Und so verstehen wir schließlich, was das Geheimnis der Einheit, was das Geheimnis des Heiligen Geistes ist. Das Geheimnis der Einheit in der Kirche, das Geheimnis des Heiligen Geistes ist die Hingabe. Weil er ganz Gabe ist, lebt er, indem er sich selbst gibt, und auf diese Weise hält er uns zusammen und lässt uns teilhaben an eben dieser Gabe. Es ist wichtig, daran zu glauben, dass Gott ganz Gabe ist, dass er nicht nimmt, sondern gibt. Warum ist das wichtig? Weil es von unserer Gottesvorstellung abhängt, auf welche Weise wir unseren Glauben leben. Wenn wir einen Gott im Sinn haben, der sich alles nimmt, der sich aufdrängt, dann möchten auch wir uns alles nehmen und uns aufdrängen: Räume besetzen, Bedeutung beanspruchen, nach Macht streben. Aber wenn wir Gott als Gabe in unseren Herzen spüren, ändert sich alles. Wenn uns bewusst wird, dass das, was wir sind, sein Geschenk ist, seine freie und unverdiente Gabe, dann werden auch wir dieses Leben zu einem Geschenk machen wollen. Und indem wir demütig lieben und unentgeltlich und freudig dienen, werden wir der Welt das wahre Bild Gottes offenbaren. Der Geist, das lebendige Gedächtnis der Kirche, erinnert uns daran, dass wir uns einer Gabe verdanken und dass wir wachsen, indem wir uns hingeben; nicht indem wir unser Leben bewahren, sondern indem wir uns hingeben.

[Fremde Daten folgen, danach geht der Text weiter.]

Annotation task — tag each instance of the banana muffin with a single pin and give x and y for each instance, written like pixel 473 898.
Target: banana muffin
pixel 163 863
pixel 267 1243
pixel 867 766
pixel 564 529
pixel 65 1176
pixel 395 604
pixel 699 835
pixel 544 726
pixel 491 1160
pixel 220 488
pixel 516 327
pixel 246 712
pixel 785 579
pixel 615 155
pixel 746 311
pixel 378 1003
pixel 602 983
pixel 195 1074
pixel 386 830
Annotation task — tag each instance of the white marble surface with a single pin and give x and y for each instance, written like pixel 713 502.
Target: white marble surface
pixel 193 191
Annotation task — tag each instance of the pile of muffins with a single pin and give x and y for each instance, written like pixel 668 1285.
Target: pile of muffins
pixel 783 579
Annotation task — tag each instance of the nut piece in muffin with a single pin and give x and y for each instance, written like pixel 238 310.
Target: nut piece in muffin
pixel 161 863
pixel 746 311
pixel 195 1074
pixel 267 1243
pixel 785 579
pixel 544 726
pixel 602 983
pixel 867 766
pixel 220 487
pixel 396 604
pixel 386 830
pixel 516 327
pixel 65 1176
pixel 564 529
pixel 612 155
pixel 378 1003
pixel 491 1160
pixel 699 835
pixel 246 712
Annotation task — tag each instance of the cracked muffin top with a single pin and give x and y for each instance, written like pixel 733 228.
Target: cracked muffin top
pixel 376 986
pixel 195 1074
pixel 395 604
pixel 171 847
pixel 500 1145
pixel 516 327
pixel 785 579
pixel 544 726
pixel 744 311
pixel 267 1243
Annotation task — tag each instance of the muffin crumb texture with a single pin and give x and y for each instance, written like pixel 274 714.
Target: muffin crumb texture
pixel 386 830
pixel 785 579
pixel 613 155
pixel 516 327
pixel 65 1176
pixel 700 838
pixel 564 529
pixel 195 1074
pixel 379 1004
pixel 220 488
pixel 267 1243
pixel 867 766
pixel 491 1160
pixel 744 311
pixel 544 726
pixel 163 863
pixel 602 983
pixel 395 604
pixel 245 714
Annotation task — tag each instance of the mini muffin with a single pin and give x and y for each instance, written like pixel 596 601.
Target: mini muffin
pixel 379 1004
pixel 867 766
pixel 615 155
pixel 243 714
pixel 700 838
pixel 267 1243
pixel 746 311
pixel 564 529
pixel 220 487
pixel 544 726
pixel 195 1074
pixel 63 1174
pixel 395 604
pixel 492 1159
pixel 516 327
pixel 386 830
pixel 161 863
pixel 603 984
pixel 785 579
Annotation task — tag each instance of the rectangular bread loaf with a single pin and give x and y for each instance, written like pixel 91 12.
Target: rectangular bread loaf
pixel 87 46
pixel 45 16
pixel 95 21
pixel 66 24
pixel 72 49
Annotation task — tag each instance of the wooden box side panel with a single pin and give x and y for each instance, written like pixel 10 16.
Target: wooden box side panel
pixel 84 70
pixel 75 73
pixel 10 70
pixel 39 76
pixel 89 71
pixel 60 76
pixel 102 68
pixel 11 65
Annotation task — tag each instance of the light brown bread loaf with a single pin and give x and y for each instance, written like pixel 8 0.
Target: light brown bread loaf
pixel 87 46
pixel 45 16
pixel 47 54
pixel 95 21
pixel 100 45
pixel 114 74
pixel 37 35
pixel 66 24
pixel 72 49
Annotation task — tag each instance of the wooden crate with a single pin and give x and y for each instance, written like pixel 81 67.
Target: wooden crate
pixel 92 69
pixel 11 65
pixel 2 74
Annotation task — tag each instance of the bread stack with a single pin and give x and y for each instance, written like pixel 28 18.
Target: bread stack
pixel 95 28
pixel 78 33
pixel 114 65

Liebe Brüder und Schwestern, schauen wir auf unser Leben und fragen wir uns, was uns daran hindert, uns selbst zu geben. Es gibt sozusagen drei Feinde der Hingabe, drei besonders schlimme, die immer vor der Tür des Herzens kauern: der Narzissmus, das Selbstmitleid und der Pessimismus. Der Narzissmus führt dazu, dass man sich selbst vergöttert, dass nur der eigene Vorteil zählt. Der Narzisst denkt: „Das Leben ist schön, wenn es sich für mich auszahlt“. Und so sagt er schließlich: „Warum sollte ich mich anderen hingeben?“ Wie schlimm ist, jetzt in dieser Pandemie, der Narzissmus, der Rückzug auf die eigenen Bedürfnisse, die Gleichgültigkeit gegenüber den Bedürfnissen anderer, das Nichteingestehen der eigenen Fehler und Schwächen. Aber auch der zweite Feind, das Selbstmitleid, ist gefährlich. Der von Selbstmitleid Befallene beschwert sich jeden Tag über seine Mitmenschen: „Niemand versteht mich, niemand hilft mir, niemand mag mich, alle haben etwas gegen mich!“ Wie oft haben wir dieses Gejammer schon gehört! Und sein Herz verschließt sich, während er sich fragt: „Warum sind die anderen nicht für mich da?“ Wie unschön ist solches Selbstmitleid angesichts der dramatischen Situation, in der wir uns befinden! Zu denken, dass niemand uns versteht und das fühlt, was wir fühlen. Das ist das Selbstmitleid. Und dann ist da noch der Pessimismus. Hier lautet die tägliche Litanei: „Nichts ist gut, weder die Gesellschaft, noch die Politik, noch die Kirche...“. Der Pessimist hat ein Problem mit der Welt, bleibt aber untätig und denkt: „Was bringt es schon, etwas zu geben? Es ist nutzlos“. Jetzt, im großen Bemühen um einen Neubeginn, wie schädlich ist da der Pessimismus, die Schwarzmalerei und die ständige Leier, dass nichts mehr so sein wird, wie es einmal war! Wenn man so denkt, kehrt die Hoffnung sicher nicht zurück. Wenn diese drei Götzen herrschen – der narzisstische Götze des Spiegels, wenn man sein Spiegelbild vergöttert; der Gott des Gejammers, wenn man sich über das Jammern definiert; und der Gott des Pessimismus, wenn uns alles schwarz und dunkel erscheint - dann erleben wir einen Mangel an Hoffnung und wir müssen das Geschenk des Lebens wieder schätzen lernen, das Geschenk, das jeder von uns ist. Deshalb brauchen wir den Heiligen Geist, die Gabe Gottes, der unseren Narzissmus, unser Selbstmitleid und unseren Pessimismus heilt. Er heilt uns von unseren Spiegelbildern, vom Gejammer und von aller Dunkelheit.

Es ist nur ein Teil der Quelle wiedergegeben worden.